Und dann noch ein Hinweis an die Adresse der Stadt Peine: Ihre Räumdienste verhalten sich so rüde, dass ich nicht mehr bereit bin, der Räumpflicht nachzukommen. Mehrmals schaufelte ich entlang meines Grundstückes einen Gehstreifen frei, und schwups deckte der Räumdienst diesen wieder zu. Den Lohnunternehmer darauf angesprochen kam zurück: "Ich habe für die Feuerwehr und für den Rettungsdienst eine Gasse frei zu räumen, alles andere interessiert mich nicht"! So, liebe Stadt Peine, geht man mit dem Bürger nicht um! Deshalb meine Forderung: Schafft die dämliche Räum- und Streupflicht der Anlieger ab und appelliert besser an die Einwohnerschaft, nicht nur als Kraftfahrer, sondern auch als Fußgänger und Radfahrer sich der Witterungsunbilden anzupassen.

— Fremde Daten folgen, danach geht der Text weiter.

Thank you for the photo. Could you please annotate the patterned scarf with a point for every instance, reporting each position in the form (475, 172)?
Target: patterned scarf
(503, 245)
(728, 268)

Streusalz ???? Inge.... – 12.02.10
Ach neee...die haben Streusalz???Jedesmal wenn ich dort hin komme gibt es nix mehr !?
Und dann erhöht dieser Verbrecher andauernd die Preise.Und das weiß ich leider aus Erfahrung.
Streusalz Steffi – 11.02.10
Wieso gibt es nirgends Streusalz ? Geh mal zu Herb in die Woltorfer Straße - die haben so viel davon, daß sie es sogar verkaufen ;o)Streusalz Strüwe – 11.02.10
Nach meiner Kenntnis ist es für Privatleute verboten, Salz zu streuen. Was denn nun???Schnee räumen und Streusalz Ein Telgter – 11.02.10
Schnee räumen verstehe ich ja,aber mit dem streuen??? Wie sollen wir streuen,wenn es nirgends Streusalz zu kaufen gibt.